The team of researchers found that exposure to air pollution caused mice to experience changes in the normal composition of gut bacteria. This produced a cascade of negative health effects: changes in gut bacteria promoted the circulation of cholesterol in the blood stream, and the increased presence of cholesterol in the blood stream promoted the formation of plaque in the arteries (known as atherosclerosis)."Our research provides new insight into the detrimental effects of environmental factors on our gut-vascular health," said Dr. Zhaoping Li, director at UCLA's Center for Human Nutrition. "If similar changes are exhibited in humans, exposure to air pollution could potentially lead to both inflammatory bowel disease and atherosclerosis."
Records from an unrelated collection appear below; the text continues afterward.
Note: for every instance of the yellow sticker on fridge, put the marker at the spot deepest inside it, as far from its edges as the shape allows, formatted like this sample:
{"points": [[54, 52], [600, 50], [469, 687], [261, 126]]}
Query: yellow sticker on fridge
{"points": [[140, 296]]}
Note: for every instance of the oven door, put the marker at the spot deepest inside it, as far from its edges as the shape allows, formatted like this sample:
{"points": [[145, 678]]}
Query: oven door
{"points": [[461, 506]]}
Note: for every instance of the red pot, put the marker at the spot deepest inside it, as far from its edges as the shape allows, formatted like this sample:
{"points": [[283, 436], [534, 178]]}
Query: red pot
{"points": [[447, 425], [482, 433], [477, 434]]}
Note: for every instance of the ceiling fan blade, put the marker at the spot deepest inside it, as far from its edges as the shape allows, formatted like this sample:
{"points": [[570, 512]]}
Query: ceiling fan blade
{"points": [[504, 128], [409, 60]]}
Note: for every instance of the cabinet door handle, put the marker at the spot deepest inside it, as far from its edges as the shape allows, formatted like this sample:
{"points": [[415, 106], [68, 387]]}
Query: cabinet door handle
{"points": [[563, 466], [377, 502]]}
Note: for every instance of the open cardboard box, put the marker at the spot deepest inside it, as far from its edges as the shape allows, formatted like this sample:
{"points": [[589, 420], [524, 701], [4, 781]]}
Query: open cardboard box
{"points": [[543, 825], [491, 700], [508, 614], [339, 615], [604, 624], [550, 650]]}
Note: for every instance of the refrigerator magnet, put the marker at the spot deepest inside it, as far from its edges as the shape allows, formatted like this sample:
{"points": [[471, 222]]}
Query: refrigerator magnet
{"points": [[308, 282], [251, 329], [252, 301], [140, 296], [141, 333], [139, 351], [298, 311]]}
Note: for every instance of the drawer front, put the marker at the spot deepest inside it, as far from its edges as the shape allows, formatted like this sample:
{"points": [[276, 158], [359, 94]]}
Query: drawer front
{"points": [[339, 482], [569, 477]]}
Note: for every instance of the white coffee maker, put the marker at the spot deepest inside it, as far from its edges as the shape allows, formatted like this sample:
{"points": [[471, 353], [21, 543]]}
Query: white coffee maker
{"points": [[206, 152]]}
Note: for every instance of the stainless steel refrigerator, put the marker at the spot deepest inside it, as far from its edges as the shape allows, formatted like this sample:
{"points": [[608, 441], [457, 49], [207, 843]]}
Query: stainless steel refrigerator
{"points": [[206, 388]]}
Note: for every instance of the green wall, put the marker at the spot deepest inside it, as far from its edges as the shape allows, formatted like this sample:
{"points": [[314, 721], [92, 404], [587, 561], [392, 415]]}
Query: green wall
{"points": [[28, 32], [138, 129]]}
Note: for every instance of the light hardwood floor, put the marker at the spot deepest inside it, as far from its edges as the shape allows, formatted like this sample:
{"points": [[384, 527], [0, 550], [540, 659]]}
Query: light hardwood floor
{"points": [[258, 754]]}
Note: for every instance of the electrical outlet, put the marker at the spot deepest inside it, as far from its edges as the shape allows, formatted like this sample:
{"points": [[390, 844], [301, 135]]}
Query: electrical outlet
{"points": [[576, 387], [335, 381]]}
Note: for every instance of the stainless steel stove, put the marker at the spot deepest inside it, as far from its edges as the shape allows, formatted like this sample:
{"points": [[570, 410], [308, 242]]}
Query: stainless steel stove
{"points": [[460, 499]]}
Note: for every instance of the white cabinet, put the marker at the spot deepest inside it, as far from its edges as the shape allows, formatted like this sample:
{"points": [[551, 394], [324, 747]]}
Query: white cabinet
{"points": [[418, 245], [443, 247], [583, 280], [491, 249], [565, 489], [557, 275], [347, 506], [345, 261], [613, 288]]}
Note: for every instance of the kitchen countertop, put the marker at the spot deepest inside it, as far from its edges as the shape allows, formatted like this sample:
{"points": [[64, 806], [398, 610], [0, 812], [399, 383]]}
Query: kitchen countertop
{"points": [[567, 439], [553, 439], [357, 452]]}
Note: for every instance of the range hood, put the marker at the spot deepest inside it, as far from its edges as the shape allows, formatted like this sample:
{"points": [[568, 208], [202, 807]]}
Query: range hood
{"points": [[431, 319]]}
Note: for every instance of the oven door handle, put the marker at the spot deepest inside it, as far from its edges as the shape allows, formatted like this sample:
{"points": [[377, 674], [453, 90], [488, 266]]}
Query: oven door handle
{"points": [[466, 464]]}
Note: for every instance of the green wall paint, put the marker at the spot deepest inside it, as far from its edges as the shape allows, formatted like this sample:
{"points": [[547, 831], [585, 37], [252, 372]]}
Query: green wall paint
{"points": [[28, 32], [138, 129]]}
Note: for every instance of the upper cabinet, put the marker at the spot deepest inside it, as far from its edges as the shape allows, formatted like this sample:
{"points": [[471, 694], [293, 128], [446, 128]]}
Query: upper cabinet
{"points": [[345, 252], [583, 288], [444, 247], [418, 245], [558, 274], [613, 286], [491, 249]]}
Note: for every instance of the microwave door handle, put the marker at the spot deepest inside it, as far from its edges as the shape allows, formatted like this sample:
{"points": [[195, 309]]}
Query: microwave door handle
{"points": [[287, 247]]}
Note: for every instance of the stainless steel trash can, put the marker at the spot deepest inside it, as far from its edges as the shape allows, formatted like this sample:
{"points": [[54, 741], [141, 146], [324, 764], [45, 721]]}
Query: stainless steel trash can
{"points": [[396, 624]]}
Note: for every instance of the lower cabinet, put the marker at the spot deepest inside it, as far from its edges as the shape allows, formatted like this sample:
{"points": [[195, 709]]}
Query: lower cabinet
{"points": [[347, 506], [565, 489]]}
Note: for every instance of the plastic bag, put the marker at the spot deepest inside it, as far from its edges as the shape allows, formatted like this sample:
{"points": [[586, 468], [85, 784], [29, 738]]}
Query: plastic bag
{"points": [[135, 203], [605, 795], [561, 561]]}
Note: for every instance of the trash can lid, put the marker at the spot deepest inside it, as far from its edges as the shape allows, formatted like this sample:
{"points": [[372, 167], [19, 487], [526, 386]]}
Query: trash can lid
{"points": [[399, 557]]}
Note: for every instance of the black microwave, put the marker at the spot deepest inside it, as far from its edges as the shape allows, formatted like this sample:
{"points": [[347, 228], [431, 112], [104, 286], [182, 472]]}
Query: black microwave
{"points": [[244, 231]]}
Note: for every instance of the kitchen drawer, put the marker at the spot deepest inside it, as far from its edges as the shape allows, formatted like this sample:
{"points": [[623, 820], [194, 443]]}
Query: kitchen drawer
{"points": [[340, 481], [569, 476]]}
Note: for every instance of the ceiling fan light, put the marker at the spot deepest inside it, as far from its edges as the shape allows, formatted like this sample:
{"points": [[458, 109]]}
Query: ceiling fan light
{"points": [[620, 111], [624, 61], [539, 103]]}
Prior epidemiological studies have associated air pollution with gastrointestinal disorders and with cardiovascular diseases.
This new research in mice is the first to determine the mechanism by which this may happen and the link between the two. The findings suggest that the gastrointestinal and cardiovascular issues are not separate but rather are intertwined; damage to the arteries may be due to changes in gut bacteria.
The gut biome has become a subject of more research in recent years as scientists learn more about its vital connection to other organ systems in the body, including the brain. Studies suggest that a diverse array of microbiota in the gut is linked to a variety of health benefits, and that changes in the gut can have effects on other organ systems.
For the study, the researchers tracked mice on a high-fat diet who ingested ultrafine particles of air pollution three days per week for 10 weeks. They found that changes in the gut due to air pollution while on a high-fat diet produced changes in the vascular system, including plaque buildup in the arteries. In humans, such buildup can impede blood flow and potentially lead to blood clots – or stroke.
The team of researchers led by Dr. Tzung Hsiai, professor of medicine and bioengineering at the David Geffen School of Medicine, comprised faculty from a variety of departments including Dr. Zhaoping Li, chief of the Division of Clinical Nutrition; Dr. Jonathan Jacobs in the Vatche & Tamar Manoukian Division of Digestive Diseases; Dr. Joseph Pisegna, chief of gastroenterology and hepatology at the VA Greater Los Angeles Healthcare System; and Rongsong Li and Mohamad Navab in the Division of Cardiology.
While a mouse model cannot provide a definitive look at how air pollution impacts humans, the study points to some avenues for future research.
"This is a clear example of how changes in gut bacteria by environmental factors could account for the increasing prevalence of inflammatory bowel diseases, primarily in large metropolitan areas," said Pisegna, who is a professor of medicine at the David Geffen School of Medicine. "With more research, we may be able to reduce inflammatory disease by improving air quality."
Next, the researchers will be taking a closer look at how different compositions of gut bacteria prior to air pollution exposure may impact results. Such research would shine light on the effects of antibiotics, which wipe out certain bacteria in the gut.
In any case, research showing a causal relationship in humans could have serious implications for public health.
"This research tells us that we need to be even more cautious of our daily exposure to air pollution," said Hsiai. "It also tells us we have a lot more to learn."